I can’t tell you how much it meant to have a mental health professional look me in the eye and tell me that these anxiety attacks were very valid responses to everything that I was experiencing in my life. It was a huge eye opener for me.

It was when the anxiety reached a point where I couldn’t sleep that my doctor gave me a temporary prescription to help me through a few weeks. I began working to learn how to cope with my anxiety, including getting rid of some of the sources of it. I went to acupuncture, which helped signficantly. I kept up with counselling, which helped so much more than I ever imagined it would. I did what I needed to do.

That’s not to say that I never have a bad day or two. I still have the occasional ‘dark day’ when it’s hard seeing the good parts of life. I still have anxious days when it’s hard coping. The difference is that I have the tools, knowledge and support to deal with them when they do come up….so they don’t turn into being more than a day or two here or there.

A lot of positives have come from everything that’s happened in the last couple of years of my life. I have found an inner strength that I’d always suspected was there, but never knew for sure. I know what I am capable of. I know how to take care of myself without using another person as a crutch. I am stronger, wiser and smarter. I have learned exactly who I am. And for all of these reasons, knowing what I know now, I would absolutely go through it all again.

4 Responses

  1. Hmmmm…. I can relate to this so well. Including find that the medical prescription route didn’t work for me. I also still have dark days and have to physically and emotionally pull myself up by my bootstraps!

    It is amazing, however, that when something like this occurs in your life, you learn more about yourself. In those lessons, I find myself more empowered and able to take on more than I ever expected before.

    Good for you! Very proud of where you’ve been and where you’re going.

  2. […] & Pregnancy – Overcoming Anxiety and Panic Attacks During Pregnancy | New Moms ForumDepression and anxiety – my story « Sunshine on My ShoulderWhat Is An Effectual Anxiety And Depression Alternative Health Remedy?Article directory » […]

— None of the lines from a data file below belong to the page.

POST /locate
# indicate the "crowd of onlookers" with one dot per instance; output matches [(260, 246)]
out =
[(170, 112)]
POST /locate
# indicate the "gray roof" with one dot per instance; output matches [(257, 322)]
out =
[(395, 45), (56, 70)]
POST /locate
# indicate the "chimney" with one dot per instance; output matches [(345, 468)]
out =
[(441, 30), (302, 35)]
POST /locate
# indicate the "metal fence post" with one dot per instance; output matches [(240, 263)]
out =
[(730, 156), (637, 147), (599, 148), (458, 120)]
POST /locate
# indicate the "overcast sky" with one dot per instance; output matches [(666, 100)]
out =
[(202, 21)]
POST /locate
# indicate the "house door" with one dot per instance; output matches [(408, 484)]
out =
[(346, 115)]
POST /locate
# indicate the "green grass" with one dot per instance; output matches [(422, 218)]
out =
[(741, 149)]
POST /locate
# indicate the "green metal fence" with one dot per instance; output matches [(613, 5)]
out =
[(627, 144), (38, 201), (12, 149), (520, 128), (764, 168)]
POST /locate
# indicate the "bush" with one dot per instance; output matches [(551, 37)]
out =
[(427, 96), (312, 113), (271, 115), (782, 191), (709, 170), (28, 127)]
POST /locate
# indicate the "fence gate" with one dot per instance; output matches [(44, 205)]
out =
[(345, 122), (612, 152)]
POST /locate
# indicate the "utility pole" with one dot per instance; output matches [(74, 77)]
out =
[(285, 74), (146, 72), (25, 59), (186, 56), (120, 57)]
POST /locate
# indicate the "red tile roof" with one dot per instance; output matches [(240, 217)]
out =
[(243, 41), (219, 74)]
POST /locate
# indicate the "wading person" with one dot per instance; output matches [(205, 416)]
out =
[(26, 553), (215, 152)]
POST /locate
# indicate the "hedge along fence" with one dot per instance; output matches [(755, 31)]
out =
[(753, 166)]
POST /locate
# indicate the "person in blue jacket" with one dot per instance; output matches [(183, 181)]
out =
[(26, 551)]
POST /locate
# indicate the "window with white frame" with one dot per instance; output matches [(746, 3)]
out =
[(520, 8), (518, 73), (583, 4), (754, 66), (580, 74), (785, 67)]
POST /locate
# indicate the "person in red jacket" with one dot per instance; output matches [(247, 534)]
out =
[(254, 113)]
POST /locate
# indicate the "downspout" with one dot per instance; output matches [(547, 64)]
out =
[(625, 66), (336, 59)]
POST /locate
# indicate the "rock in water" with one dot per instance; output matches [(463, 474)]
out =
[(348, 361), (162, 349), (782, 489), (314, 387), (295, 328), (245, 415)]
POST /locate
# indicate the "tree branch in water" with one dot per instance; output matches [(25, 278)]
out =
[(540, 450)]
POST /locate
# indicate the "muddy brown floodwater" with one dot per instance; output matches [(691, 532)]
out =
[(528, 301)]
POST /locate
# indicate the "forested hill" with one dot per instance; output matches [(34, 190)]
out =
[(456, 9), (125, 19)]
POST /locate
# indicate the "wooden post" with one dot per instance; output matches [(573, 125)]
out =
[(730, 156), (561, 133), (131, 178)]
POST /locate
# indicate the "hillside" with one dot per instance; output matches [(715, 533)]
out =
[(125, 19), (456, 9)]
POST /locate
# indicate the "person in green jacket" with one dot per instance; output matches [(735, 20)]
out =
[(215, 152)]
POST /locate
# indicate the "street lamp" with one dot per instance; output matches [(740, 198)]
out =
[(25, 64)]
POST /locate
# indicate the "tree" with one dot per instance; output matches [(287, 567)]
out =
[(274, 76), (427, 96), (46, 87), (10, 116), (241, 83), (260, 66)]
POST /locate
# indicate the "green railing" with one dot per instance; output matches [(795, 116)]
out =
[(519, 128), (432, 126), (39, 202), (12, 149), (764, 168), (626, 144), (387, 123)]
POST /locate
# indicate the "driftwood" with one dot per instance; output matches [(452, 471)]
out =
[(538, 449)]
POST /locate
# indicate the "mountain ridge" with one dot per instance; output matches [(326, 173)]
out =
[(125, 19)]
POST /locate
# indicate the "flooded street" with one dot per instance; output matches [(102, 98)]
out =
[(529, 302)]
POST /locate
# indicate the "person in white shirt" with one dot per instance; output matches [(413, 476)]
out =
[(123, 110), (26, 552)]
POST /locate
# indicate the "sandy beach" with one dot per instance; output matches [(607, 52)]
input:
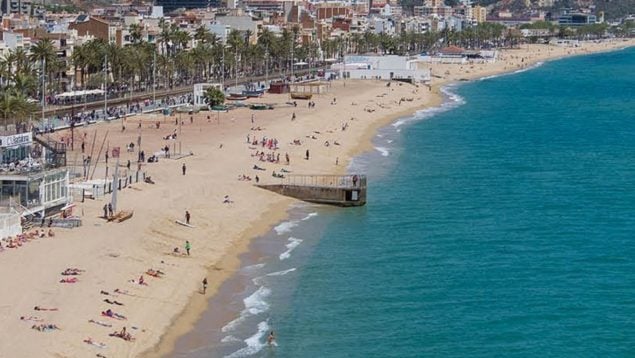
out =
[(113, 256)]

  3. I’m going to forward this onto my best friend. She has been handed far too much to deal with as of late and she’s having anxiety attacks, and I think she’s depressed.

    I think it would help her to know that she’s not alone. I’m at a loss sometimes because I’ve never had a panic attack or depression so my method of dealing with issues is to just struggle through and keep going, and that’s not practical for her.

    Good post Sunshine, I think a lot of people have been there with you.

  4. Girl I can related to this on so many levels.